On peut dire beaucoup de mal d’O’Connell, et quelquefois il y prête ; mais, tout balancé, sa destinée sera, dans l’histoire, une des plus singulières et des plus glorieuses qu’il y ait. On a vu de grands guerriers changer la face du monde, et de grands rois ou de grands ministres exercer sur les institutions et les mœurs d’un peuple une puissante influence ; ce qu’on n’a guère vu, c’est un homme qui, sans disposer de la puissance militaire ou civile, parvient, par la seule force de la raison et du talent, à affranchir pacifiquement son pays, et à dominer en quelque sorte le gouvernement de qui, peu de temps auparavant, son pays dépendait. Voilà ce qu’a fait O’Connell, et ce qu’il fait encore aujourd’hui. C’est lui qui a conquis l’émancipation, lui qui contient et modère l’Irlande en obtenant pour elle justice et bienveillance, lui qui maintient au pouvoir le cabinet whig à l’exclusion des tories.

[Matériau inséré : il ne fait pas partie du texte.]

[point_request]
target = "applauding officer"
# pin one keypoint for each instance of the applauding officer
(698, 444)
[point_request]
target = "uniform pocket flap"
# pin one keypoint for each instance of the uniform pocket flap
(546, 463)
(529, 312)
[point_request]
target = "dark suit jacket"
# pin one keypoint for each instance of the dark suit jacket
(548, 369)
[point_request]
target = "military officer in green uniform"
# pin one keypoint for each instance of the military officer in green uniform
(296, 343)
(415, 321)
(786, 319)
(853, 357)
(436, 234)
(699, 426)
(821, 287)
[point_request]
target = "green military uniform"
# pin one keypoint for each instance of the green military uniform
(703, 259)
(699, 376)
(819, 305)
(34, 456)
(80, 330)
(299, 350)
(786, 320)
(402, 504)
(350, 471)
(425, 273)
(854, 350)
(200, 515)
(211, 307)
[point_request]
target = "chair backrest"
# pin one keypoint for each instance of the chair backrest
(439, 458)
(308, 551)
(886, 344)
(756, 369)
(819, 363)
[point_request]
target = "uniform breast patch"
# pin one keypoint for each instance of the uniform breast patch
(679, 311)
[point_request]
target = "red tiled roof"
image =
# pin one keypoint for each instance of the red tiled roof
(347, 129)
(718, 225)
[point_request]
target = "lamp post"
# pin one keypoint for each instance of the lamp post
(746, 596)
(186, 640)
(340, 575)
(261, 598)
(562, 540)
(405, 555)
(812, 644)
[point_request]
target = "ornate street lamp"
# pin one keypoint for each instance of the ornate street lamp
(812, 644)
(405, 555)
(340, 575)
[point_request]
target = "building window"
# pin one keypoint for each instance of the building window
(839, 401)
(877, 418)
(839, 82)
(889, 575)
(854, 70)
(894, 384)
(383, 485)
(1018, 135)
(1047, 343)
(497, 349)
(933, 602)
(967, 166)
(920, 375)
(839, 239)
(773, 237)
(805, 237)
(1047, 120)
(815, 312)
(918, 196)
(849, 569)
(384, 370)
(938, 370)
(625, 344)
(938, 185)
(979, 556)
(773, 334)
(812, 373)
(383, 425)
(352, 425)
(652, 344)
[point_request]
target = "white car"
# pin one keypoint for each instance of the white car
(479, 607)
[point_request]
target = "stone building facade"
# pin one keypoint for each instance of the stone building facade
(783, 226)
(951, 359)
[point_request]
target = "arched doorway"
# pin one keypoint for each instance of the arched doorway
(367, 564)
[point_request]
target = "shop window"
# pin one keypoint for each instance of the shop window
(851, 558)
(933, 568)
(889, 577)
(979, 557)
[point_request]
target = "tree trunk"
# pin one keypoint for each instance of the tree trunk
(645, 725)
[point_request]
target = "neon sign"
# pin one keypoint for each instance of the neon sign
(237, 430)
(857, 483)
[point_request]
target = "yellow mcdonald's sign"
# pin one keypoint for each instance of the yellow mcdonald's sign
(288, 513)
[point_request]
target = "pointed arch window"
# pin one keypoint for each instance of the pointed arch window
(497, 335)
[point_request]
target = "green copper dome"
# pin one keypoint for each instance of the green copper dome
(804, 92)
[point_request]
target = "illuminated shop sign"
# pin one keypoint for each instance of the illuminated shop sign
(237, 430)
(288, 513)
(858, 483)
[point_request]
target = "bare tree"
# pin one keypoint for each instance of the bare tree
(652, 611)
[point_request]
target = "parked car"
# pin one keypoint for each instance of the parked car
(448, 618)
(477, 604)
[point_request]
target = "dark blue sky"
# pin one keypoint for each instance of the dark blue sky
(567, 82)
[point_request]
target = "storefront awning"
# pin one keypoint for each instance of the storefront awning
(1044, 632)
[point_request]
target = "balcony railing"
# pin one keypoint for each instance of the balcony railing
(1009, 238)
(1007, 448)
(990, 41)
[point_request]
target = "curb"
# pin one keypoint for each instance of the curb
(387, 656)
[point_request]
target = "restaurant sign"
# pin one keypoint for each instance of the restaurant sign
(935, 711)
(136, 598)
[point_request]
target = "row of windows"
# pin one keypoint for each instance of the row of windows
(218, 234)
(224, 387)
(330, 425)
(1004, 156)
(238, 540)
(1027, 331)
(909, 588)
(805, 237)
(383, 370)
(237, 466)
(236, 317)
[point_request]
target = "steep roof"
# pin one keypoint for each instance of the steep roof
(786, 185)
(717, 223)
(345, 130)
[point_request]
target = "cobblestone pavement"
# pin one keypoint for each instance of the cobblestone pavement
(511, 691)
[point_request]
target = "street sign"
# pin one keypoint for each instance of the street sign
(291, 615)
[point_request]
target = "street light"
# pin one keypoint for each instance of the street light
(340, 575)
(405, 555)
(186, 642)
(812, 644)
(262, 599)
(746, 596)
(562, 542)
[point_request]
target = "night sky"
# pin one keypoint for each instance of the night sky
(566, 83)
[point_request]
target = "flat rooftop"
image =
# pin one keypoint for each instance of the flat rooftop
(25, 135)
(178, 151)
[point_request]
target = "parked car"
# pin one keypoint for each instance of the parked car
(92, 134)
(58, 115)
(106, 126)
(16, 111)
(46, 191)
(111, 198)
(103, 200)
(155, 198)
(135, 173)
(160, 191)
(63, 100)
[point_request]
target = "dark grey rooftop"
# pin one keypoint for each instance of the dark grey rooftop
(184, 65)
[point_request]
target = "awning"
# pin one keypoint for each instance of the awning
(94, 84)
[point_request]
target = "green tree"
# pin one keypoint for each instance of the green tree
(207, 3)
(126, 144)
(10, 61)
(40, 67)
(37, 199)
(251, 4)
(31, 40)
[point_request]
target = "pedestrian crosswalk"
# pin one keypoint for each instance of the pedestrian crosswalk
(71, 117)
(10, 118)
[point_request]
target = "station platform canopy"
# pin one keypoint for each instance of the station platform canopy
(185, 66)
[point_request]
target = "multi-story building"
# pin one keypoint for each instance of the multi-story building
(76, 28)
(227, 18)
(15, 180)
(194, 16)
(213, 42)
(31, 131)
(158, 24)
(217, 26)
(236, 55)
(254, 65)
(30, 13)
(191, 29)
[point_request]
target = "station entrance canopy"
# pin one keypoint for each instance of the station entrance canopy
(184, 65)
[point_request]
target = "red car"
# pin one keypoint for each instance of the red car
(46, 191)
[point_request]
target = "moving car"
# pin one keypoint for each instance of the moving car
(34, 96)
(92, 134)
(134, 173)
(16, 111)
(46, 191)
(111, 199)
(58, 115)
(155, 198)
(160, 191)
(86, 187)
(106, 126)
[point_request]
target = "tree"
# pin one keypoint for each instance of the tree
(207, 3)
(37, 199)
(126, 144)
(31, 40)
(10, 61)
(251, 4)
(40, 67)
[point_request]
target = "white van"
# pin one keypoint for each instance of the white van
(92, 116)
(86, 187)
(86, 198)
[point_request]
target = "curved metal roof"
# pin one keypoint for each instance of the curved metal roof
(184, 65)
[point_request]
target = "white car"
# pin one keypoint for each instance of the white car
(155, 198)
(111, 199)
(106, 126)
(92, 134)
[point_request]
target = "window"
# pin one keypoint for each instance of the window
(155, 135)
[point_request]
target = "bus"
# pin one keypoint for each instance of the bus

Et pour qu’il ne manque rien à cette haute situation, chaque année l’Irlande paie volontairement à O’Connell un tribut de 15 à 20,000 livres sterling, récompense bien légitime et bien acquise ; espèce de liste civile populaire qui honore à la fois ceux qui la donnent et celui qui la reçoit.

Que les injures dont chaque jour il est abreuvé ne découragent donc point l’illustre patriote qui soutient avec tant de persévérance et de courage une si bonne cause. En Angleterre, il a et doit avoir des ennemis acharnés ; mais hors de l’Angleterre il n’est pas une ame généreuse qui ne sympathise avec lui, pas un esprit élevé qui ne le comprenne et ne l’admire.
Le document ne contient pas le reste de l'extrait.